La Puerta Grande

Con todos los sabores y ritmos de la Península Ibérica, este bar restaurante celebra su segundo aniversario. Un lugar ideal para irse de copas y tapas.

Acaban de celebrar su aniversario número dos con bombos y platillos. Lo que nació como un entrañable restaurante que reunía cuatro míticas comunidades de la Península Ibérica que por las noches se convertía en bar de copas, ahora ya es un gran rumbeadero con terraza, tarimas e infraestructura para conciertos, porque a estos últimos eventos de micrófono le han apostado. La inagotable materia gastronómica de ese país sigue estando ahí pero el espacio ha crecido y su público también. Y es que sus dueños, donde la amistad surgió antes que el negocio, siempre han tenido dotes para la organización de eventos y para la administración de bares

Comerse unas albóndigas al vino tinto en Madrid, un pan con tomate y jamón Serrano en Barcelona, un rabo de toro en Andalucía o un arroz caldoso en Ibiza es posible hacerlo en este mismo lugar sin necesidad de tiquetes de tren o de avión.
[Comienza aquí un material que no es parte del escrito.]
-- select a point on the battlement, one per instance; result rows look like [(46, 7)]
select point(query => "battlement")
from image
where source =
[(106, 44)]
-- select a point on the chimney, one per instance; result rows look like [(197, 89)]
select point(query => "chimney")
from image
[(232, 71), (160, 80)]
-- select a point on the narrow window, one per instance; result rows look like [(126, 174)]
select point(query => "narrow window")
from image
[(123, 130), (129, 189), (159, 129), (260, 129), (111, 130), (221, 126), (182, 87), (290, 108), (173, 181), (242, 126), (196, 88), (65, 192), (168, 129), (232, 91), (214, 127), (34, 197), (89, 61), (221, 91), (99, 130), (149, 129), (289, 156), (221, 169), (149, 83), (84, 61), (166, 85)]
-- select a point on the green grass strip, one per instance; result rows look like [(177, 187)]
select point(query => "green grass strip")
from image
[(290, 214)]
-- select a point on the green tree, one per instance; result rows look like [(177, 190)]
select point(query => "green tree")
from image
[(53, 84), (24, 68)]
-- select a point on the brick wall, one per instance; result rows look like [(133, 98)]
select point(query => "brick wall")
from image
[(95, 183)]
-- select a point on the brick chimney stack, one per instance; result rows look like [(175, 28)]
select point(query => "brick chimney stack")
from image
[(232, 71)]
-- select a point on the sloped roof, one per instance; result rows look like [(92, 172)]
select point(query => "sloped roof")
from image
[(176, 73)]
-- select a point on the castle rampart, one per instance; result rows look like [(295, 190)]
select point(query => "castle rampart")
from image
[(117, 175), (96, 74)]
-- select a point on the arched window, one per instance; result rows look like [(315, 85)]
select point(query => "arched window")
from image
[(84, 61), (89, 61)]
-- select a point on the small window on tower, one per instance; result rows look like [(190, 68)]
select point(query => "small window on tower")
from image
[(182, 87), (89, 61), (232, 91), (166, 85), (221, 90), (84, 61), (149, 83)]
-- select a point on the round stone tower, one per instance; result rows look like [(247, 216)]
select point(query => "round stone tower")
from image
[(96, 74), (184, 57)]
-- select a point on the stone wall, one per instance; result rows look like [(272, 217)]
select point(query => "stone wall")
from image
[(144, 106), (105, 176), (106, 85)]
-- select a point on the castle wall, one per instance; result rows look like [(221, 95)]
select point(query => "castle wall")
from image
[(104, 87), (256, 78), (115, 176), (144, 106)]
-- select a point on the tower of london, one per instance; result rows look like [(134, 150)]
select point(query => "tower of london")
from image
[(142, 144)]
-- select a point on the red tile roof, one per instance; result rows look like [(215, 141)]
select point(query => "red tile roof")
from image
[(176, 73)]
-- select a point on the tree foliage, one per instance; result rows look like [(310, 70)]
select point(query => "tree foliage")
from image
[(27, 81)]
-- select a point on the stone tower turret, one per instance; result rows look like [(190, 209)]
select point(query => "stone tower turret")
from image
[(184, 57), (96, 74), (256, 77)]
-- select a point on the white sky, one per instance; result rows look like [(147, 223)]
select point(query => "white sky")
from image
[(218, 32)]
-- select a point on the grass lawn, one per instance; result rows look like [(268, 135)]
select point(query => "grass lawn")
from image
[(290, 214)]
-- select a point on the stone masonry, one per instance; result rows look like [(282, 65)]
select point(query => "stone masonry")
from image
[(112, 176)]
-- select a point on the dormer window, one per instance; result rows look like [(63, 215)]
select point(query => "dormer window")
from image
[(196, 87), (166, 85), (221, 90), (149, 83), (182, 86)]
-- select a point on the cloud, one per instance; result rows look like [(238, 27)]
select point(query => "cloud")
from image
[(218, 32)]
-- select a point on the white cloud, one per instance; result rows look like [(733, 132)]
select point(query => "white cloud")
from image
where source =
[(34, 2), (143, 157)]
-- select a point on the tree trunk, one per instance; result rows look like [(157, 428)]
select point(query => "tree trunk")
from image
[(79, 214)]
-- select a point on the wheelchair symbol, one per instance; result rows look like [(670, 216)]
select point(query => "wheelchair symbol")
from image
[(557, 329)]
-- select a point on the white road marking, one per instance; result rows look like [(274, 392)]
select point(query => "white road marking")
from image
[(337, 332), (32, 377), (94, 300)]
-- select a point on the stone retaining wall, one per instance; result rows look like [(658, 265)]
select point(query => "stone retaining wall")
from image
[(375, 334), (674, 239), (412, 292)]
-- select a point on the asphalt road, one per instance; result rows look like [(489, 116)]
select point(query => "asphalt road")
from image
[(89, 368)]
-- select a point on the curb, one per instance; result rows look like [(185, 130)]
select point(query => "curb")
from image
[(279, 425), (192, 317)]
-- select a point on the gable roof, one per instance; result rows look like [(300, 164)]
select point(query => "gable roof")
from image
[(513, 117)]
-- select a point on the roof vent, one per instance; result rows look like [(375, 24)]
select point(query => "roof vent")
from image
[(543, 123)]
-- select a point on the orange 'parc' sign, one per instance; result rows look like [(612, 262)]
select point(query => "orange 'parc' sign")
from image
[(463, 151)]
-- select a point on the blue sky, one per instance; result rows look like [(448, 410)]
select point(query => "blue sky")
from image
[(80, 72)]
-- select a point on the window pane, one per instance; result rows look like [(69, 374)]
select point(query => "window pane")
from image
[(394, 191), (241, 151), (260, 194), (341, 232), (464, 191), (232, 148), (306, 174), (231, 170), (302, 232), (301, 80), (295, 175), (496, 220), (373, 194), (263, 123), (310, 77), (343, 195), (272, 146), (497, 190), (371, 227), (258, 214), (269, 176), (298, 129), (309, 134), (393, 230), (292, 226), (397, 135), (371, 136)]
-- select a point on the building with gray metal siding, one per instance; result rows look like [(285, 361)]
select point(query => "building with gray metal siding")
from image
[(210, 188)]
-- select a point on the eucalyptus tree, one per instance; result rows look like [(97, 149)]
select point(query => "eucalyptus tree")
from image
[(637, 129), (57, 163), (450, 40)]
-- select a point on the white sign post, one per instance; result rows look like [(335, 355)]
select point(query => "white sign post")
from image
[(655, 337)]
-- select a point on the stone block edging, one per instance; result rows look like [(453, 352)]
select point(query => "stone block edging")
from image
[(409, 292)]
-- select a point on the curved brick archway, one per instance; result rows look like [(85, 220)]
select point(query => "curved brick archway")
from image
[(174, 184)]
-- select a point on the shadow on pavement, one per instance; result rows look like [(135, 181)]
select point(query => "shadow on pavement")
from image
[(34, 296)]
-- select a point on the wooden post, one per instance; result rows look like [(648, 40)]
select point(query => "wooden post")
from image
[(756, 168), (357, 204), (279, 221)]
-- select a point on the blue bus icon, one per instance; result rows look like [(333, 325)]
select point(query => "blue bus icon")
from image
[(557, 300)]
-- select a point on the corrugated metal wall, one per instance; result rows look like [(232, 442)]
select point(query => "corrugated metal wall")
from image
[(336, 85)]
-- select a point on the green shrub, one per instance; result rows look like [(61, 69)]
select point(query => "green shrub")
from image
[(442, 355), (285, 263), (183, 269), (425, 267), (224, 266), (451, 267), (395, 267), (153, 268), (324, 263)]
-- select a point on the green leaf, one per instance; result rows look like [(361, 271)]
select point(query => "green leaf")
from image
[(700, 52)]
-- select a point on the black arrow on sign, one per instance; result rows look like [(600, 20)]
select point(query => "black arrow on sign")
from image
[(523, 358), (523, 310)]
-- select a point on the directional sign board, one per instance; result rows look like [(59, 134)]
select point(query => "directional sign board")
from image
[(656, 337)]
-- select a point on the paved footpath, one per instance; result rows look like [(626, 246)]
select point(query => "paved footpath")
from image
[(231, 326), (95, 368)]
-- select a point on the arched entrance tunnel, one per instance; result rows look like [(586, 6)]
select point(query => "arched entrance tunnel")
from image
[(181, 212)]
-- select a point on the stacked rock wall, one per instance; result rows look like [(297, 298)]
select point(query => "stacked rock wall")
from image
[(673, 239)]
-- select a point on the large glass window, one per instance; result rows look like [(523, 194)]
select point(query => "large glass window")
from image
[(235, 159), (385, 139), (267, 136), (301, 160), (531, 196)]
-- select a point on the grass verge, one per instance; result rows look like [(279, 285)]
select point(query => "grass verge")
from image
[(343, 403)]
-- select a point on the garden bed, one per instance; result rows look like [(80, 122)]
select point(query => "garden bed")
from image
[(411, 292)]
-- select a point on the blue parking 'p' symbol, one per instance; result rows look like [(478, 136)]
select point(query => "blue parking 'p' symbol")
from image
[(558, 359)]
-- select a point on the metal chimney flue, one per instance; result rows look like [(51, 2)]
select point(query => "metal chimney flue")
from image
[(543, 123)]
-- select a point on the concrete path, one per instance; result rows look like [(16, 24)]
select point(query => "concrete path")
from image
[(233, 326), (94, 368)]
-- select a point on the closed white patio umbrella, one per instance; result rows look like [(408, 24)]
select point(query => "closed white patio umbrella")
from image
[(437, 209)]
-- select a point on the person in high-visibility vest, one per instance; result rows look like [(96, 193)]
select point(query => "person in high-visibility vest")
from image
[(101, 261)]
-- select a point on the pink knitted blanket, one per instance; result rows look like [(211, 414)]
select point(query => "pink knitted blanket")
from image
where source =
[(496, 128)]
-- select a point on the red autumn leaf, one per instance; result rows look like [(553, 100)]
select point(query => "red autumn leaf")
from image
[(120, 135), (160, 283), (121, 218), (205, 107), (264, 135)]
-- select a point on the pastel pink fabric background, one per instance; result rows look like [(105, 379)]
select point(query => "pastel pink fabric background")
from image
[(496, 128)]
Felipe Rodríguez es uno de los arquitectos de La Puerta Grande y uno de los responsables de traer detalles icónicos de cada ciudad y llevarlos a las mesas y al ambiente que también se ven reflejados en los sabores de la carta. Los grandes muebles que están en Madrid y Andalucía estuvieron a cargo de Marcelopezdesign que toma elementos en desuso y los recicla en sus creaciones.

La creación de la carta estuvo a cargo del chef Silvestre Saiz quien también se ha involucrado en los sabores de V de Verde y el reciente abierto restaurante de La Candelaria, El Botánico.

En las pruebas iniciales del restaurante trajeron a un chef español para tener de primera mano las sugerencias de un experto de esta cocina mediterránea, de tortilla española, de embutidos, de manchego, de boquerones, de aceite de oliva, de tapas y paellas. Sin pretensiones es la consigna del chef Saiz y así logra llevar preparaciones que se hacen en cada casa de España como las que se suelen encontrar en las tascas.

Los cocineros no descansan pues si a veces es difícil encontrar algo para comer abierto después de las 10:30 p.m. La Puerta Grande tiene su cocina abierta hasta la medianoche. Entre semana, los platos fuertes cambian todos los días a la hora del almuerzo para ofrecer la fórmula ejecutiva, y las tapas son la especialidad de la noche cuando la terraza de atrás empieza a tomarle el pulso a la fiesta con la música en vivo o con los DJ especializados. El gran logro de este lugar es que logra combinar tres formas distintas de vivirlo: para unas tapas y unos vinos, para una comida copiosa, o para quedarse bailando hasta el amanecer.

Las especialidades

Al mejor estilo español, lo que ofrece La Puerta Grande para las noches son las tapas: patatas bravas, patatas alioli, tortilla de patatas, calamares, croquetas de jamón, chorizo con pan frito, huevos estrellados, pulpo a la gallega, queso manchego y montaditos que son tostadas con chorizo, jamón serrano, langostinos y otras cosas. Algunos de los mejores platos fuertes son a base de mariscos y de cerdo, como sucede con la gastronomía ibérica. Al mediodía el menú está previsto para almuerzos rápidos, ejecutivos, pero en la noche la carta es muy variada.